In fact, I enjoy this easy breakfast-in-a jar so much that I’ve created many seasonal versions. The following recipe is my original, however, and I find myself returning to it every fall.
Fresh berries and juicy peaches are a mainstay of our summer breakfasts, and I’m always a little sad when their season comes to an end. But frozen fruit can ease the transition, and it works surprisingly well in these grab-and-go cups.
Because they maintain their plump sweetness, frozen blueberries are my favorite. Unlike their perishable counterparts, the quality of frozen blueberries is consistently good, as they’re frozen at the peak of ripeness. You can keep a stash of them on hand and transfer the berries directly to the oat cups. No thawing, washing, or chopping is needed.
Now, I know what some of you may be thinking. Uncooked oats? Eat them cold? And you’re right. It sounds strange–until you try.
Think of this as a cold, fruity porridge–refreshing and filling at the same time. After an overnight soak, the oats become creamy. I like the texture to be fairly thick with the slightest bit of soupiness. The first time around, I suggest following the recipe. Then, if you prefer your oatmeal cup a bit thicker or thinner, simply add or subtract a tablespoon of milk or a teaspoon or two of oats until you have the perfect consistency for you.
The recipe is quite flexible, so feel free to experiment further. For example, almond extract is a nice option to the vanilla. It delivers a bigger flavor punch, so when using, you may wish to start with just 1/4 teaspoon. With regard to sweetness, I like two teaspoons of pure maple syrup, but feel free to adjust to your taste buds. If you like a little crunch, toss in some toasted nuts or granola before digging in. Chopped banana is another welcome addition. Reheating is an option but not necessary (I never do).
However you mix your personal-size oatmeal cup, I am willing to bet that if you eat one for a few days in a row and find the combination that suits you best, you will find yourself looking forward to these–maybe even craving them. I’m always happy to quickly mix a few jars in the evening and have breakfast ready and waiting!
Yield: 1 serving
- ⅓ cup (32g) old-fashioned oats (the kind that cook in 5 minutes, gluten-free if necessary) plus an extra teaspoonful for topping
- ⅓ cup (80g) Greek yogurt (nonfat, 2%, or whole; plain or vanilla, as desired)
- ⅓ cup (80ml) milk (I use almond milk but, again, use what you prefer)
- 1 teaspoon (4g) chia seeds (may omit if you don’t have them)
- ½ teaspoon vanilla extract (or ¼ teaspoon almond extract)
- 1-2 teaspoons pure maple syrup (optional/to taste; may sub sweetener of choice)
- ½ cup fruit, frozen or fresh (see notes)
Add the oats, yogurt, milk, chia seeds, vanilla or almond extract, and maple syrup to a 12- to 16-ounce jar. (You may use a cereal bowl or large mug if preferred.) Stir to thoroughly combine.

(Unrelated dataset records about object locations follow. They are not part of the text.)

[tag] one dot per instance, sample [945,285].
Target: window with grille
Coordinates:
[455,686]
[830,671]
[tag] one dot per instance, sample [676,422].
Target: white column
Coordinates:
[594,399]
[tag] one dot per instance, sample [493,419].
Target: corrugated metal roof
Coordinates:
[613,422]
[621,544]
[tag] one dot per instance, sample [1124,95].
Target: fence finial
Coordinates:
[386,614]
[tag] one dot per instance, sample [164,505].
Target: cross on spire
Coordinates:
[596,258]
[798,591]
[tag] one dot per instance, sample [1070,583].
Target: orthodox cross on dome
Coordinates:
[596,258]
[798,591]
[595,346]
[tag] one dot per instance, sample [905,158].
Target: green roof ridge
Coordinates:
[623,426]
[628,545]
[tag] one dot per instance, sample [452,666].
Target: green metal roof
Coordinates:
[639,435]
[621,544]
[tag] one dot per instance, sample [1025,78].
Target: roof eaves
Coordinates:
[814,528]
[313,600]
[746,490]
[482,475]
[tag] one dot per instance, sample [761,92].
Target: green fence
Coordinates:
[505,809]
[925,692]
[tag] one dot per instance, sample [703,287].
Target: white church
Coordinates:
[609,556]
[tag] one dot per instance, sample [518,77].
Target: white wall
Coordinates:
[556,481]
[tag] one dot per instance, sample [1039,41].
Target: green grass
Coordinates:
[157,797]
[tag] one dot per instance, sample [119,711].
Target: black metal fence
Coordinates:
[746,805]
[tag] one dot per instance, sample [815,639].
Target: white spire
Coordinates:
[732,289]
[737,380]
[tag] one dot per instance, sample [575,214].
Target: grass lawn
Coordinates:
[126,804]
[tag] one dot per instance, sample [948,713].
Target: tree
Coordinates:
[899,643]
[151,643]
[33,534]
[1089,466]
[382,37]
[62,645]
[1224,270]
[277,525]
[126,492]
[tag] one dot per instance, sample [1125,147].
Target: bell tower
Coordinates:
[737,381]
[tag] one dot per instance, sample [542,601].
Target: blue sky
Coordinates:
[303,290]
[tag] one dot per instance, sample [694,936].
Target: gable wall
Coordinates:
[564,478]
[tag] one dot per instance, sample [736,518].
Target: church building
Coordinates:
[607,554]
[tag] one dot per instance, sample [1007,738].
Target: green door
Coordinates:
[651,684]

Fold in the fruit. Sprinkle an extra teaspoon of oats (I like a slightly rounded teaspoon) over the top and do not stir. In the morning, stir and enjoy straight from the jar.
Storage: The jars can be stored in the refrigerator for up to 5 days.
For serving: In the morning, feel free to stir in other traditional oatmeal toppings. Lately, I’ve been adding a tablespoon of toasted, slivered almonds (which I toast in bulk, cool, and store in an airtight container in the fridge, where they will keep for several months) and a rounded tablespoon of homemade granola.
•While I do vary the fruit, my personal favorite when using frozen fruit is blueberries, and I sometimes add half of a chopped banana in the morning. Strawberries, peaches, mango, raspberries, and cherries are also delicious. I keep bags of frozen fruit on hand and add while still frozen. For the larger pieces of fruit, chop before adding. Frozen fruit can be cut fairly easily without thawing.